Detik-detik Eksekusi Sang Pangeran Saudi

Fikroh.com - Menurut sebagian orang, keluarga bangsawan Saudi itu tak tersentuh hukum. Namun kenyataannya tidaklah demikian.

Pangeran Turki bin Saud Alu Saud yang membunuh Adel Al Muhaimeed dalam sebuah perkelahian akhirnya dieksekusi karena kesalahannya.

Kisah eksekusi sang pangeran ini diangkat oleh laman Gulfnews pada tanggal 20 Oktober 2016. Kronologinya adalah sebagai berikut:

Pada Senin malam, tanggal 17 Oktober 2016 keluarga sang pangeran dipersilakan untuk menghabiskan waktunya bersama beliau. Malam itu diisi dengan isak tangis di antara mereka.

Pangeran Turki kemudian menghabiskan waktunya dengan shalat dan membaca Al Quran sepanjang malam.

Di hari Selasa, tanggal 18 Oktober, sekitar jam 7 pagi, sipir membawanya ke sebuah ruangan khusus untuk menuliskan wasiat. Surat sang pangeran kemudian dituliskan oleh seorang petugas. Sang pangeran tidak sanggup menggunakan tangannya untuk menulis surat wasiat tersebut.

Pukul 11, Sang Pangeran berwudhu dan kembali menghabiskan waktunya di masjid.

Sementara itu di waktu yang sama keluarga korban yang akan menyaksikan eksekusi diminta untuk tetap berada di rumah dan mematikan alat komunikasi mereka. Di saat itu pula sebagian orang berusaha untuk melobi keluarga korban agar mau menerima diyat (uang darah sebagai ganti hukuman eksekusi). Ayah korban tetap bersikukuh, Sang Pangeran harus tetap dieksekusi.

Bada shalat zhuhur, keluarga kerajaan kembali melobi ayah korban untuk menerima uang diyat. Mereka tetap berusaha di detik-detik terakhir untuk menyelamatkan Sang Pangeran. Sang ayah tetap tak bergeming. Pembunuh anaknya harus tetap dieksekusi walaupun dia anak bangsawan atau pejabat sekalipun.

Kerajaan Saudi menerapkan hukum Islam. Di negara yang menjunjung tinggi syariat ini, apabila terjadi pembunuhan maka keluarga korban diberi dua pilihan, apakah pelaku dieksekusi mati atau mereka menerima uang diyat, semacam kompensasi atas pembunuhan anggota keluarga mereka.
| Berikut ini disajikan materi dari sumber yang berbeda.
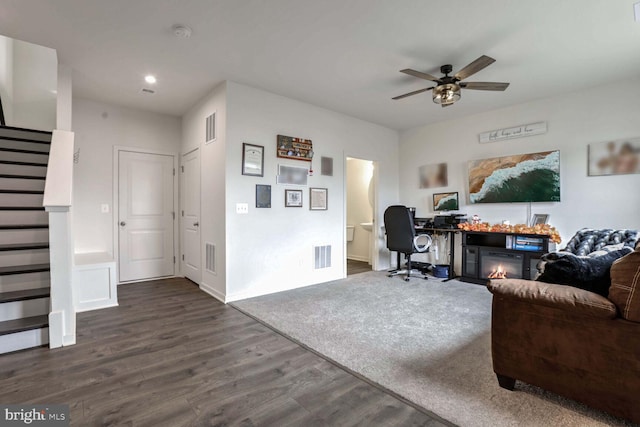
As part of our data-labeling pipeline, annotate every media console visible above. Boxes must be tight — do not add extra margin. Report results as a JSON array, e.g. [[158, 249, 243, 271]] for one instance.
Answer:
[[460, 231, 555, 284]]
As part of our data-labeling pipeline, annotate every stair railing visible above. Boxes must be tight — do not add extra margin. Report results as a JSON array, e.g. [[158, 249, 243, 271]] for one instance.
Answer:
[[42, 130, 76, 348]]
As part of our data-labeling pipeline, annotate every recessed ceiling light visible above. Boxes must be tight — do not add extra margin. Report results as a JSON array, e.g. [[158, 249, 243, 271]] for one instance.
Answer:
[[171, 25, 191, 39]]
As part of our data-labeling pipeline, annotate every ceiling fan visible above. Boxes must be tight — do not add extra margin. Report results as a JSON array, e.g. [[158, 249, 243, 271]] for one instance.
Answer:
[[391, 55, 509, 107]]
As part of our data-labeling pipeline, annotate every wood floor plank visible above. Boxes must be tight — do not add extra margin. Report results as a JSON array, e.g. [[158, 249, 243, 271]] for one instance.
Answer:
[[0, 278, 448, 427]]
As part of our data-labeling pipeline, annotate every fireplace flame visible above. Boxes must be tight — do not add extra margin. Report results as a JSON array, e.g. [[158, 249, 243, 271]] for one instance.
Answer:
[[488, 265, 507, 279]]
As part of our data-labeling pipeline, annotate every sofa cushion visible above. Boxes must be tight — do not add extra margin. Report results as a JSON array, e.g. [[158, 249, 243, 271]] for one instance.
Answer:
[[609, 245, 640, 322], [536, 247, 632, 297], [562, 228, 638, 256]]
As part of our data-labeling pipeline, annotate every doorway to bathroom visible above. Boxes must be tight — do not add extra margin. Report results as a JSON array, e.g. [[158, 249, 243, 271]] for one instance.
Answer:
[[346, 157, 377, 276]]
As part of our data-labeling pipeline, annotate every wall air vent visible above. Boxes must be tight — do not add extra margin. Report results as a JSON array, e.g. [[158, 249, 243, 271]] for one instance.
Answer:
[[204, 243, 216, 273], [204, 113, 216, 144], [313, 245, 331, 270]]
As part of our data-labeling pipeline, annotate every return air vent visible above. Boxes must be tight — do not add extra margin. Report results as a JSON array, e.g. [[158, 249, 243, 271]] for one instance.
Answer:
[[204, 113, 216, 144], [204, 243, 216, 273], [313, 245, 331, 270]]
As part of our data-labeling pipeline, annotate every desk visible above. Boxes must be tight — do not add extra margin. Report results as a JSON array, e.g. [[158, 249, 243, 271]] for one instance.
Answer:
[[416, 227, 461, 282]]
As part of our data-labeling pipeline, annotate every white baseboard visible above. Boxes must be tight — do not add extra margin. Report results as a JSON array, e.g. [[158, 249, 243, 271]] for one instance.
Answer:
[[347, 254, 370, 262], [227, 282, 321, 303], [200, 283, 229, 304]]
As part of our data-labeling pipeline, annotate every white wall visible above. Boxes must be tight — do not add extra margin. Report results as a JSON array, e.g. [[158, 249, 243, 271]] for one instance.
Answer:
[[0, 36, 13, 123], [10, 40, 58, 131], [346, 158, 373, 262], [72, 98, 180, 254], [180, 83, 228, 301], [220, 82, 398, 301], [400, 79, 640, 246]]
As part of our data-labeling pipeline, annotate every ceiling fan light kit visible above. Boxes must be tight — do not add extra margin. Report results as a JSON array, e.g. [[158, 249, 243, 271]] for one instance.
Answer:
[[392, 55, 509, 107], [433, 83, 460, 107]]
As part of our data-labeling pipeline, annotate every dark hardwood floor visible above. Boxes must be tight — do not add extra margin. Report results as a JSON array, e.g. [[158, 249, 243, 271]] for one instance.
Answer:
[[347, 259, 371, 276], [0, 279, 444, 427]]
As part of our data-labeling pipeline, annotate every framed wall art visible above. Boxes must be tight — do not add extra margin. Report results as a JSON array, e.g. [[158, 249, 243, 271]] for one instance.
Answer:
[[433, 191, 459, 211], [529, 214, 549, 227], [469, 150, 560, 203], [242, 142, 264, 176], [589, 138, 640, 176], [284, 190, 302, 208], [309, 188, 328, 211], [418, 163, 448, 188], [256, 184, 271, 208]]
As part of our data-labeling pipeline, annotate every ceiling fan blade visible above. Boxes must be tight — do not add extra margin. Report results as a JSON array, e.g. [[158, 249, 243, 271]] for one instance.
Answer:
[[400, 68, 440, 83], [453, 55, 496, 80], [391, 86, 433, 99], [458, 82, 509, 90]]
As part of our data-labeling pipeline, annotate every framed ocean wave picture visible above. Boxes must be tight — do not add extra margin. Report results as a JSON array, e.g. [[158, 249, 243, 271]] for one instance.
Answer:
[[469, 150, 560, 203]]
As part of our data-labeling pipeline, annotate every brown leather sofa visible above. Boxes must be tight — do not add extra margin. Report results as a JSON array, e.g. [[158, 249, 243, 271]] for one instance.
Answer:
[[487, 245, 640, 423]]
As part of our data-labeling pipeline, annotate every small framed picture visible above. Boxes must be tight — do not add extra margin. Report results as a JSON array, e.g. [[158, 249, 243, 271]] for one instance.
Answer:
[[242, 142, 264, 176], [256, 184, 271, 208], [284, 190, 302, 208], [530, 214, 549, 227], [309, 188, 328, 211]]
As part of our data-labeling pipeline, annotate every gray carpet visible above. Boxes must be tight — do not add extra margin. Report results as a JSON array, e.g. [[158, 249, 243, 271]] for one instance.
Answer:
[[233, 272, 629, 427]]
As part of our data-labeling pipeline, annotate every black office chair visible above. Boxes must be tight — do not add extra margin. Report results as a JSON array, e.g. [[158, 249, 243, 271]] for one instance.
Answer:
[[384, 205, 431, 281]]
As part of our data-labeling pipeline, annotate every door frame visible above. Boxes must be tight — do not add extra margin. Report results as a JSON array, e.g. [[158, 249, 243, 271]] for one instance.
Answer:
[[111, 145, 180, 285], [176, 147, 203, 286], [342, 152, 384, 277]]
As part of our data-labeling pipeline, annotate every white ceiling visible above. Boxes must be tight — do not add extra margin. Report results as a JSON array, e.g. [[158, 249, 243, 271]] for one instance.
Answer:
[[0, 0, 640, 130]]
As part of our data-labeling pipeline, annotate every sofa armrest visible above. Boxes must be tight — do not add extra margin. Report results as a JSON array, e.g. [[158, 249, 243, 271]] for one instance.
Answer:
[[487, 279, 617, 319]]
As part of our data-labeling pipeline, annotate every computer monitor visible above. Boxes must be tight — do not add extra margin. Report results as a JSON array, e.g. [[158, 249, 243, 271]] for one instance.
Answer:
[[433, 191, 460, 211]]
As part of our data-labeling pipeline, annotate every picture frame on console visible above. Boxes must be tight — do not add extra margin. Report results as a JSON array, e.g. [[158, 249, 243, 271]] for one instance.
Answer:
[[530, 214, 549, 227]]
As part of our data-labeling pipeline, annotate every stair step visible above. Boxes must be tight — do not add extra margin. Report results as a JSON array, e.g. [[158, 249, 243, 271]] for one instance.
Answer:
[[0, 125, 53, 139], [0, 264, 51, 276], [0, 288, 51, 303], [0, 147, 49, 156], [0, 173, 47, 180], [0, 224, 49, 230], [0, 136, 51, 145], [0, 160, 48, 168], [0, 206, 44, 211], [0, 314, 49, 335], [0, 188, 44, 194], [0, 242, 49, 252]]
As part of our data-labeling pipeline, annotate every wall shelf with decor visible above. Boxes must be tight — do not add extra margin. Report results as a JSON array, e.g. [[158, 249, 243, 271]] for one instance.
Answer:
[[461, 231, 555, 285]]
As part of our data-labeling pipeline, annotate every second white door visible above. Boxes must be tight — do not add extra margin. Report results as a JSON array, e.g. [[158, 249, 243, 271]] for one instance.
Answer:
[[180, 150, 200, 283], [118, 151, 175, 282]]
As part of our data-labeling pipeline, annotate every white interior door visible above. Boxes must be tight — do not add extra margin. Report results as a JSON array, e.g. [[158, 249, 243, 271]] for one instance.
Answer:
[[180, 150, 200, 284], [118, 151, 175, 282]]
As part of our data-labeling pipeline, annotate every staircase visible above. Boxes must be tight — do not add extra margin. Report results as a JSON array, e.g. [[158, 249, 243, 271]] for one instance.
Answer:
[[0, 126, 51, 354]]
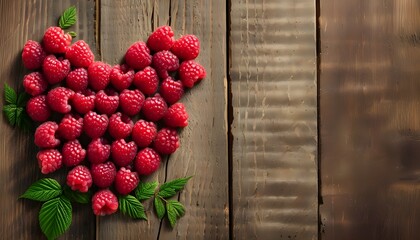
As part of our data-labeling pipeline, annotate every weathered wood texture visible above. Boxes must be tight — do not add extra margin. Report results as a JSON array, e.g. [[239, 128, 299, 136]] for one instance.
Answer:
[[229, 0, 318, 239]]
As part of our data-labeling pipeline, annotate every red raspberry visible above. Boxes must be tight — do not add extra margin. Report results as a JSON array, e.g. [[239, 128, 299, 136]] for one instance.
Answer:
[[111, 139, 137, 167], [133, 67, 159, 95], [147, 26, 175, 52], [42, 55, 70, 84], [120, 89, 144, 116], [90, 162, 117, 188], [92, 189, 118, 216], [36, 149, 63, 174], [87, 138, 111, 163], [88, 62, 112, 91], [67, 165, 92, 192], [115, 167, 140, 195], [22, 40, 46, 70], [142, 94, 168, 122], [34, 121, 60, 148], [134, 148, 160, 175], [108, 113, 134, 139], [109, 64, 134, 91], [26, 95, 51, 122], [66, 40, 95, 68], [61, 140, 86, 167], [153, 51, 179, 78], [131, 119, 157, 148], [47, 87, 74, 113], [154, 128, 179, 154], [83, 111, 108, 138], [42, 27, 71, 53], [171, 35, 200, 61]]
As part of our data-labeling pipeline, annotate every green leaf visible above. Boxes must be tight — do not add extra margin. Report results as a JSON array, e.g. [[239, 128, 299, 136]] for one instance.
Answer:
[[38, 196, 72, 239]]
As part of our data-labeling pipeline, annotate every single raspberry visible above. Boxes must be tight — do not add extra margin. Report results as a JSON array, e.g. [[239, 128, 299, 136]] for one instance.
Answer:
[[108, 112, 134, 139], [134, 148, 160, 175], [92, 189, 118, 216], [83, 111, 108, 138], [61, 140, 86, 167], [36, 149, 63, 174], [114, 167, 140, 195], [154, 128, 179, 154], [34, 121, 60, 148], [66, 40, 95, 68], [47, 87, 74, 113], [131, 119, 157, 148], [67, 165, 92, 192], [125, 42, 152, 70], [22, 40, 46, 70], [178, 60, 206, 88], [111, 139, 137, 167]]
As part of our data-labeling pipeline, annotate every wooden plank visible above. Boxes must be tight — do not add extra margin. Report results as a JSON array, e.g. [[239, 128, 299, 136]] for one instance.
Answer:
[[230, 0, 318, 239]]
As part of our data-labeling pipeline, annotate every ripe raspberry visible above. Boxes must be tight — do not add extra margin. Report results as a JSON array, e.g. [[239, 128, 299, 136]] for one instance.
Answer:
[[147, 26, 175, 52], [67, 165, 92, 192], [125, 42, 152, 70], [26, 95, 51, 122], [154, 128, 179, 154], [36, 149, 63, 174], [34, 121, 60, 148], [83, 111, 108, 138], [92, 189, 118, 216], [134, 148, 160, 175], [108, 112, 134, 139], [115, 167, 140, 195], [153, 51, 179, 79], [66, 40, 95, 68], [61, 140, 86, 167], [47, 87, 74, 113], [22, 40, 46, 70], [120, 89, 144, 116], [131, 119, 157, 148], [111, 139, 137, 167], [133, 67, 159, 95]]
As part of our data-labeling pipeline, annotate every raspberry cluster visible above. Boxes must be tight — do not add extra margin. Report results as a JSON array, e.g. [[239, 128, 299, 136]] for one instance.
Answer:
[[22, 26, 206, 215]]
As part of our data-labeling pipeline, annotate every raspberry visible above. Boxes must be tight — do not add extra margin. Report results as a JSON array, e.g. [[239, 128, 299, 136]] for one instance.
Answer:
[[42, 55, 70, 84], [131, 119, 157, 148], [67, 165, 92, 192], [134, 148, 160, 175], [95, 89, 119, 115], [109, 64, 134, 91], [36, 149, 63, 174], [163, 103, 188, 127], [90, 162, 117, 188], [120, 89, 144, 116], [153, 51, 179, 78], [133, 67, 159, 95], [92, 189, 118, 216], [83, 111, 108, 138], [47, 87, 74, 113], [125, 42, 152, 70], [142, 94, 168, 122], [66, 40, 95, 68], [87, 138, 111, 163], [26, 95, 51, 122], [111, 139, 137, 167], [171, 35, 200, 61], [34, 121, 60, 148], [147, 26, 175, 52], [108, 113, 134, 139], [154, 128, 179, 154], [61, 140, 86, 167], [88, 62, 112, 91], [22, 40, 46, 70], [115, 167, 140, 195]]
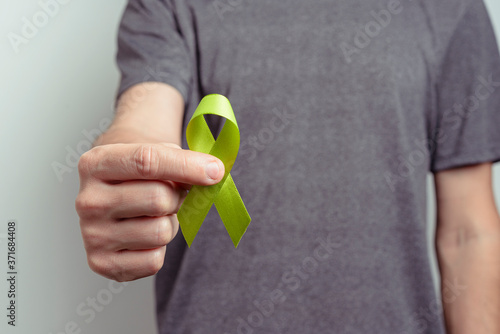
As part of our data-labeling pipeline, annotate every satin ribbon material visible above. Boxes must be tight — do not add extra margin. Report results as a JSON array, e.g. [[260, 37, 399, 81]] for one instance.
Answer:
[[177, 94, 251, 247]]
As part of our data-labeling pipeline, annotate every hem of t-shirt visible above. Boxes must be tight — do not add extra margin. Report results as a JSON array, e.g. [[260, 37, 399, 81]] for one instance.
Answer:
[[116, 73, 188, 103], [431, 148, 500, 173]]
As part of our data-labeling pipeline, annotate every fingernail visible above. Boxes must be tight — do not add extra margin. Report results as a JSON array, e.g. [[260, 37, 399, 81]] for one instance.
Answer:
[[205, 162, 220, 180]]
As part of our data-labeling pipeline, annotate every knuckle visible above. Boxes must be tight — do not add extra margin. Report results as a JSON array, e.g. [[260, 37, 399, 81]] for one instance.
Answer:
[[144, 249, 164, 276], [156, 217, 172, 246], [75, 191, 106, 219], [87, 254, 112, 277], [81, 224, 106, 253], [149, 184, 170, 216], [78, 146, 102, 176], [133, 144, 160, 178]]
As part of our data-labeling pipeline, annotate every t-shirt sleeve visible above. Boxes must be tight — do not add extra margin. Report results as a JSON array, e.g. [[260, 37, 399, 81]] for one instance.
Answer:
[[429, 0, 500, 172], [116, 0, 192, 101]]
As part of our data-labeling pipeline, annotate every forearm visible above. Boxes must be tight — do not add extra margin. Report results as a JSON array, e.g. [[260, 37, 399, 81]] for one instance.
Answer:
[[437, 218, 500, 334], [94, 82, 184, 146]]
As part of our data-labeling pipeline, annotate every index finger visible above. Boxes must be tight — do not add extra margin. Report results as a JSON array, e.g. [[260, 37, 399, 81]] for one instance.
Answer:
[[79, 144, 224, 185]]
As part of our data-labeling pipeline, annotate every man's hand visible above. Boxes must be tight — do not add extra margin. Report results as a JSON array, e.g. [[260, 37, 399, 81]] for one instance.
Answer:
[[76, 144, 224, 281]]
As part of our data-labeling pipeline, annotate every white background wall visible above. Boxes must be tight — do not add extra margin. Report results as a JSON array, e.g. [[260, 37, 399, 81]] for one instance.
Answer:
[[0, 0, 500, 334]]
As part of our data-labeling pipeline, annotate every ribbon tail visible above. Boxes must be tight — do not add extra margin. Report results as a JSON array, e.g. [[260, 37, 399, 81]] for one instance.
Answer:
[[177, 185, 219, 247], [215, 174, 252, 248]]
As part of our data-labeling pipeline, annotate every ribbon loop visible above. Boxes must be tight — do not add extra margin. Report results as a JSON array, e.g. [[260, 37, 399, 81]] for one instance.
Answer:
[[177, 94, 251, 247]]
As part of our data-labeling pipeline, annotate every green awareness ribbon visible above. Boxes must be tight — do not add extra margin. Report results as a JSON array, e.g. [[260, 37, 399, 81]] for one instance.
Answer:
[[177, 94, 251, 247]]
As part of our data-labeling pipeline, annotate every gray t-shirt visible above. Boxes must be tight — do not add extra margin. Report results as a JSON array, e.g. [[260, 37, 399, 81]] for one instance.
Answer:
[[118, 0, 500, 334]]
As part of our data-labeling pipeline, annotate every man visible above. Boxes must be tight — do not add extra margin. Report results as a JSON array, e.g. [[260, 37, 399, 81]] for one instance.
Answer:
[[76, 0, 500, 334]]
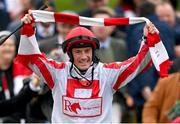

Dalam sistem hukum Saudi, Raja sekalipun sebagai otoritas tertinggi di dalam negara tidak bisa melakukan intervensi. Bila keluarga korban menghendaki eksekusi maka eksekusilah yang akan ditegakkan.

Maka setelah shalat ashr, eksekusi terhadap Sang Pangeran pun dijalankan. Pada pukul 16.13 kepala beliau dipenggal oleh algojo di alun-alun kota Riyadh. Keadilan telah ditegakkan tanpa pandang bulu.

Ayah korban tampak dingin, tidak ada ekspresi apapun dari diri beliau. Adapun ayah sang pelaku tenggelam dalam isak tangisnya.

Keluarga korban pun kemudian meninggalkan tempat eksekusi dengan pengawalan ketat.

Semoga Allah memaafkan dosa dan merahmati korban dan pelaku serta mengampuni seluruh kaum muslimin.